Après la franche déception de "Hot Space", les musiciens de Queen ne décident pas pour autant de revenir aux sources… même si certains morceaux de "The Works" y font penser. A ce moment-là, chacun des quatre membres du groupe essaie d'imposer ses goûts aux autres et les goûts en question sont assez différents sauf peut-être pour Mercury et Deacon, tous deux assez attirés par le funk. Sur 9 morceaux, on peut dire qu'il n'y en a pas deux vraiment dans le même style !
Pourtant, Freddie Mercury sera assez conservateur sur cet album, composant notamment un de ses plus magnifiques morceaux, "It's A Hard Life", une ballade au piano aux relents classiques avec ses chœurs typiques et le retour des orchestrations de guitares pour la partie centrale ! Néanmoins, sa voix est encore parfois un peu forcée, criarde par moments. Freddie compose aussi un autre rock'n'roll typé années 60, le sympathique "Man On The Prowl", qui manque un peu de guitare néanmoins, où c'est le piano qui domine, alors que la batterie apparaît trop forte. Et puis il y a le méconnu "Keep Passing The Open Windows", une chanson écrite pour le film "Hotel New Hampshire", assez typique du style romantique de Mercury au départ, mais qui part ensuite sur un tempo rapide où la basse est assez funky. Un titre qui mêle piano et synthés cristallins, chœurs lyriques et un beau solo de guitare électrique harmonisé. C'est là qu'on sent tout le travail collectif d'arrangement et l'influence de chacun sur le résultat final : un morceau hybride qui n'a aucun équivalent.
C'est Roger Taylor qui crée la plus grande surprise avec ce qui deviendra rapidement son premier véritable tube, le célébrissime "Radio Gaga", décrié par certains, adulé par d'autres… Mis à part ses synthétiseurs omniprésents, sa batterie synthétique enrichie de boucles électroniques et ses chœurs au vocodeur, rappelons qu'il s'agit d'un morceau critiquant le côté mercantile des radios actuelles ! Le couplet est magnifique et semble tout droit sorti de la plume de Mercury, assez curieusement. Par contre, le refrain gnangnan avec ses claquements de mains est plus discutable. Cela restera un morceau assez atypique pour Taylor, dont les goûts musicaux très larges se sont librement exprimés dans sa carrière solo méconnue. Notons que c'est à cette époque que Mercury collabore avec Giorgio Moroder sur la B.O remise au goût du jour du film "Metropolis". On dit que Freddie lui fera d'ailleurs cadeau de ses droits d'auteur en ne cosignant pas la chanson "Love Kills" qui porte pourtant sa patte. En retour, Queen utilise largement l'imagerie de "Metropolis" pour des clips vidéos, à commencer par celui de "Radio Gaga" qui sort au moins 6 semaines avant l'album. Et on retrouve les engrenages géants du film de Fritz Lang sur le décor scénique employé sur la tournée de l'époque.

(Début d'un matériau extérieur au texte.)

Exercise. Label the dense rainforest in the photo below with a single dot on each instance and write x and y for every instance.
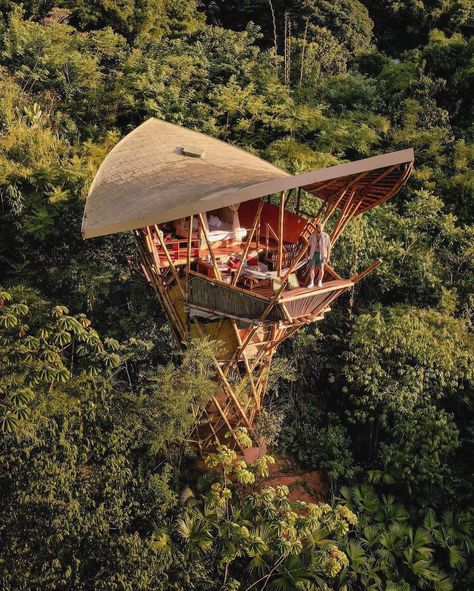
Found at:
(98, 482)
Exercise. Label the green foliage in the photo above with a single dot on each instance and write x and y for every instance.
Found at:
(96, 431)
(261, 538)
(390, 552)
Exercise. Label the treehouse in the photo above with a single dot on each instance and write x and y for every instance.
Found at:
(223, 239)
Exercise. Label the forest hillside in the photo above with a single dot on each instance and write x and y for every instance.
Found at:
(99, 487)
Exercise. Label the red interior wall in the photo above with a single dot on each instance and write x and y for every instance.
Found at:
(293, 224)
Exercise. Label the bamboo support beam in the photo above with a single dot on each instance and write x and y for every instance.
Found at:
(281, 221)
(217, 271)
(227, 387)
(169, 259)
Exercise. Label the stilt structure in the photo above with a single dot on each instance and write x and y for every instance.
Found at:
(226, 259)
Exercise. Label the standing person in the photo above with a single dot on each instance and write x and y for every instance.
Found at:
(319, 253)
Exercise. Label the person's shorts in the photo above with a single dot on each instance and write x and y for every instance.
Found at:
(316, 260)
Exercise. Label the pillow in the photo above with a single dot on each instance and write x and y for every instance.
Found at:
(214, 222)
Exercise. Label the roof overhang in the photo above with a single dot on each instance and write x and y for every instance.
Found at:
(162, 172)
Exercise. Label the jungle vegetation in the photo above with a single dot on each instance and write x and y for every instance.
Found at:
(97, 487)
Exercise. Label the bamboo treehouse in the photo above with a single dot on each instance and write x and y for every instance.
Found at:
(223, 239)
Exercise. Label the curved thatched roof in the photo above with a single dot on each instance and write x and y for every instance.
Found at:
(161, 172)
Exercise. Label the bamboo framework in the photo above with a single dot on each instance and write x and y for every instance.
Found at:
(251, 326)
(149, 181)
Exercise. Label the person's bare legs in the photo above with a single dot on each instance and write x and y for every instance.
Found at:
(320, 275)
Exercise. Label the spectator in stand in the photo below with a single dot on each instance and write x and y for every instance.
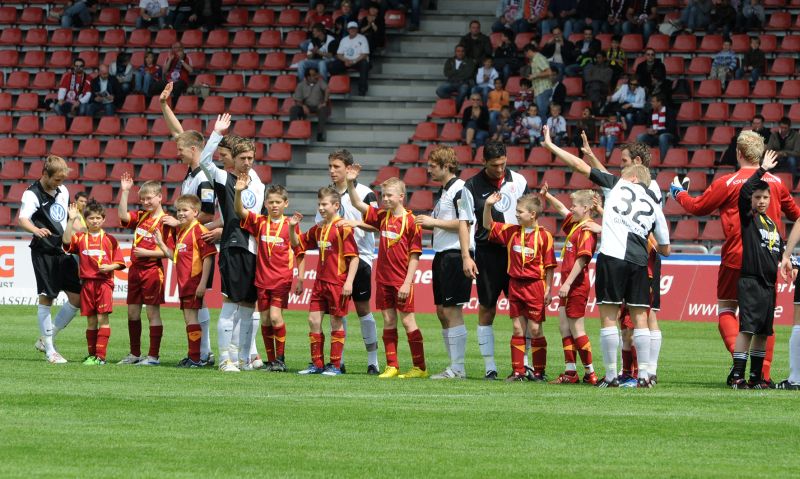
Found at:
(559, 51)
(106, 94)
(312, 97)
(641, 17)
(148, 76)
(662, 127)
(597, 82)
(319, 52)
(152, 12)
(753, 62)
(177, 69)
(78, 14)
(353, 53)
(476, 45)
(724, 64)
(460, 74)
(123, 72)
(373, 27)
(648, 68)
(787, 143)
(541, 76)
(74, 91)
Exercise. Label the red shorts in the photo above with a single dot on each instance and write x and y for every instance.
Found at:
(327, 297)
(386, 298)
(191, 302)
(96, 296)
(526, 299)
(146, 285)
(578, 296)
(277, 296)
(728, 283)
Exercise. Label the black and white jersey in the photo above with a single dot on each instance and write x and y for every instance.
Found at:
(46, 211)
(196, 183)
(631, 213)
(475, 192)
(446, 209)
(233, 236)
(365, 240)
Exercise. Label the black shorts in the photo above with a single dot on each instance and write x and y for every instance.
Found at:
(362, 283)
(450, 286)
(756, 306)
(618, 281)
(55, 273)
(492, 262)
(237, 271)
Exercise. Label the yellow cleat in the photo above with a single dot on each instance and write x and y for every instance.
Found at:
(414, 372)
(389, 372)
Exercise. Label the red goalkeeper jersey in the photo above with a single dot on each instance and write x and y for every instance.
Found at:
(723, 194)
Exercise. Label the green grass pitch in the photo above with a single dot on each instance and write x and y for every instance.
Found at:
(118, 421)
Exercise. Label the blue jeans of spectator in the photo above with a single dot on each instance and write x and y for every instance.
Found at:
(78, 11)
(460, 89)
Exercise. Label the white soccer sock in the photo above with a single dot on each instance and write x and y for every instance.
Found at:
(794, 355)
(655, 350)
(609, 342)
(486, 345)
(641, 340)
(369, 331)
(64, 317)
(204, 318)
(225, 330)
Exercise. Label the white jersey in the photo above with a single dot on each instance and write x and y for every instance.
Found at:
(365, 240)
(630, 214)
(446, 209)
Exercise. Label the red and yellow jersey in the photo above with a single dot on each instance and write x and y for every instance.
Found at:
(189, 251)
(336, 244)
(400, 237)
(144, 224)
(530, 250)
(580, 242)
(93, 251)
(275, 255)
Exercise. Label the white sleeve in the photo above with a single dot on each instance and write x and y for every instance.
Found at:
(30, 203)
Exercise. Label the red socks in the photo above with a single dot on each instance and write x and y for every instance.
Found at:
(337, 346)
(417, 348)
(518, 354)
(193, 333)
(390, 346)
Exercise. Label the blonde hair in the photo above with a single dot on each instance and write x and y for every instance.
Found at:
(751, 145)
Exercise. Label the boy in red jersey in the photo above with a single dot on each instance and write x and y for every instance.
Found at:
(98, 257)
(193, 258)
(336, 270)
(398, 257)
(531, 261)
(146, 275)
(723, 194)
(274, 266)
(574, 292)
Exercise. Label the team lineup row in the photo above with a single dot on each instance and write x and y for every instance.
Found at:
(484, 229)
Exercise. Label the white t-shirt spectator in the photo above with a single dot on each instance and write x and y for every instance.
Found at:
(352, 48)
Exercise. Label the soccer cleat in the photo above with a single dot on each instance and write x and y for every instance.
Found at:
(566, 379)
(449, 374)
(414, 372)
(56, 358)
(311, 369)
(149, 361)
(389, 372)
(228, 366)
(130, 359)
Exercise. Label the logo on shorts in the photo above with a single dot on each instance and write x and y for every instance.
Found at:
(57, 213)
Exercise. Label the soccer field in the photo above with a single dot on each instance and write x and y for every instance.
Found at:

John Deacon n'offre qu'un morceau, mais qui fera un tabac… Toujours cette attirance pour le ridicule… l'inoubliable "I Want To Break Free", un morceau dansant au rythme chaloupé et plutôt humoristique, à prendre au second degré. Heureusement que Brian May y rajoute sa patte et ses sons harmonisés. Mais le solo, dont il se chargera à la guitare en live, est ici joué avec un synthé au son de trompette électronique assez risible. May, quant à lui, décide à cette époque de tirer un peu le groupe vers un hard rock assez heavy et plutôt basique, notamment avec "Tear It Up", lent et haché mais dont le riff épais se retient facilement, malgré une ligne vocale assez quelconque. On regrette quand même la fusion entre hard rock et opéra que le groupe avait inventée… May fait mieux avec "Hammer To Fall", enrichi de chœurs somptueux et plus mélodiques, comportant un pont central superbe où Mercury repousse ses limites vocales, sans parler d'un solo de guitare mémorable. Ce titre – comme 3 autres ! – fera l'objet d'une sortie en single. May cosigne aussi un titre avec Taylor, la première fois depuis très longtemps ("Loser In The End" sur "Queen II"): "Machines" mêle guitares lourdes, batterie et rythmiques électroniques (quelques vocaux de Taylor passés au vocoder) avec la voix tonitruante et parfois démultipliée de Freddie, tandis que le refrain est un peu plus rapide mais accrocheur.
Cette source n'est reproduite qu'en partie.